Prior to Double Ten National Day on Tuesday last week, an article was widely shared and discussed on social media.
The text claimed that the Chinese military would finally meet the necessities required to invade Taiwan by the year 2020.
However, others would argue that China’s military would neither dare nor have the capacity to conduct a long-term invasion and occupation of Taiwan. Alas, that does not mean that Taiwan will not see some serious infringement on its liberal democracy.
For Beijing, Taiwan is a threat because the leader of the Chinese Communist Party sells the idea to his followers and the West alike that being Chinese and a liberal democrat is not compatible. The great, and exclusive, tradition of Confucianism can only live on in the form of a one-party state. Emerging therein to the very top is only possible by applying the highest ethical standards.

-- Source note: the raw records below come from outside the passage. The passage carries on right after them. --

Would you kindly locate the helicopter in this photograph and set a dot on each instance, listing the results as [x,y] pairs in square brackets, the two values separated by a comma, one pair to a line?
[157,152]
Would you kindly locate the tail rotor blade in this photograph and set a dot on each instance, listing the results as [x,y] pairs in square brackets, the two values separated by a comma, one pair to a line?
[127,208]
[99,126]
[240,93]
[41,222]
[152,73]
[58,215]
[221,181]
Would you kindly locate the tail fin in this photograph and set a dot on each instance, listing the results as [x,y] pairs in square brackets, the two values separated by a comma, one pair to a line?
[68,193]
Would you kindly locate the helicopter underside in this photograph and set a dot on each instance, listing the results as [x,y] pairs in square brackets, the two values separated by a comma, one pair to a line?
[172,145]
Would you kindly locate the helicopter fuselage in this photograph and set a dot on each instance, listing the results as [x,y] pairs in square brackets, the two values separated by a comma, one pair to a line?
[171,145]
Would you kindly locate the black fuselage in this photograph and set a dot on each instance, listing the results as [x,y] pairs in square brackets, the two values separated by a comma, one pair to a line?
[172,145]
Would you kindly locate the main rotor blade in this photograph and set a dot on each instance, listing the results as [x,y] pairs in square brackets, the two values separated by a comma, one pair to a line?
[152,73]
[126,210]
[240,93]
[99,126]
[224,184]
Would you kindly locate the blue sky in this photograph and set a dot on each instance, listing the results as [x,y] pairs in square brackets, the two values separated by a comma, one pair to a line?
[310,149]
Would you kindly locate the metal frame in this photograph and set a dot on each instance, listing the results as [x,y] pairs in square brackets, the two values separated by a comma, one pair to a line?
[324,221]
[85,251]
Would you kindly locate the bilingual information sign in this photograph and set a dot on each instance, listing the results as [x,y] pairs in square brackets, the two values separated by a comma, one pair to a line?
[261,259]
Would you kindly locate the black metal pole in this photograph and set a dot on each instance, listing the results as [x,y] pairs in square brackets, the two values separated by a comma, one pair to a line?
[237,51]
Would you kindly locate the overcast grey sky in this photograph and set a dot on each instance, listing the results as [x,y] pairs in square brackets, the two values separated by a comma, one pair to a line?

Xi’s fight against corruption and moral misconduct needs to be seen as him catering to the narrative that he has deployed in his first term as president.
In the West, where liberal democracy is often deliberately limited by the rights of the individual or specific groups such as minorities, leaders do not cease to praise the Chinese president — and leaders before him — as visionary, innovative and thoughtful. What they mean is that, due to autocratic one-party rule, Beijing is capable of following through with policy ideas — such as tackling climate change — that would take years in a democratic framework.
However, the existence of Taiwan reminds Xi and the West of the existence of a democracy in a Confucian context.
In fact, Taiwan is not the only liberal democracy in the region. It has potentially powerful allies in South Korea and Japan. All three are allies of the US and all three have a similar set of interests when it comes to fighting off a power-hungry China.
Yet, for historic reasons, the three have not elaborated on their common policies and it is doubtful that they will do so anytime soon.
China is all but sad about the disagreements of its democratic rivals across the sea. In Taipei, Seoul and Tokyo, observers might already be nervous when they anticipate US President Donald Trump’s visit to China in a few weeks. The US president has been marveling at autocratic rule.
One can only hope that the result of the meeting between these two power-hungry men with a dubious mindset and character when it comes to civil liberties and liberal freedom will not frighten the three truly democratic nations in the region.
As for Taiwan, the leadership and the people should be eagerly trying to strengthen their ties with Western allies and the liberal democracies in South Korea and Japan, as China might not be able or willing to invade the nation, but it will also not tolerate any further development of a free and independent society for this might, in the logic of Beijing, inevitably lead down the road of independence.
Alexander Goerlach is a defense of democracy affiliate professor at Harvard College and a fellow at the center for humanities at the University of Cambridge, England. He is publisher of the online magazine saveliberaldemocracy.com and a visiting academic at National Taiwan University this year.